India: Sitting on a mountain of trash that’s also treasure

Along with China, India’s approach to waste management is perhaps the most important to get right, given the sheer volume of waste it produces and then mismanages. Across the country, only 60% of all produced waste is collected, and of that only 15% is processed – the rest is diverted to landfill or left entirely. This state of affairs has led to India becoming the world’s number 2 creator of greenhouse gases, with 14 of its cities ranked among the world’s most polluted.
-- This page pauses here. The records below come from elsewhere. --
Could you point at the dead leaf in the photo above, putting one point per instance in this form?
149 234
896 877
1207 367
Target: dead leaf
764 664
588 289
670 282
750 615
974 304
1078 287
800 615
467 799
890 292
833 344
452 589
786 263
However, India’s waste management market is predicted to grow to reach $14 billion by 2025, representing an annual growth rate of 7%. Alongside public health and ecological concerns, this growth is being driven by the increasing awareness of circular economy theories and the general understanding that waste can be inherently valuable. India already has a vast informal waste management sector comprised of waste pickers, sorters and traders. However, to truly tackle its waste situation, India aims to move well beyond the inefficiencies of this setup. A recent Accenture study suggested that India can unlock approximately half a trillion dollars of economic value by 2030 through the adoption of circular economy business models.

Already, we are seeing India making moves towards realising this goal. From its recent opening of a Hyderabad 19.8MW WTE plant (the first in the country’s southern region), to its participation in the EU-India Joint Declaration on Resource Efficiency and Circular Economy last year, it seems that the world’s second largest country in terms of population and generated pollution is gearing up to go circular this decade. 

Charting the way ahead

The examples of both the UAE and India are highly informative and relevant to the current global situation on waste management. The UAE is relatively small, but it experiences some of the highest levels of per capita waste generation in the world. India is huge, but contrastingly is among the world’s lowest per capita waste generators, though its massive population and municipal overstretch largely negate this beneficial trait. Their respective approaches to handling their waste issues – through technological innovation, education and circular economy models – span the scope of viable solutions that are applicable to other nations. As this year unfolds, both countries’ experiences in evolving their waste management practices will be instructive to the wider world.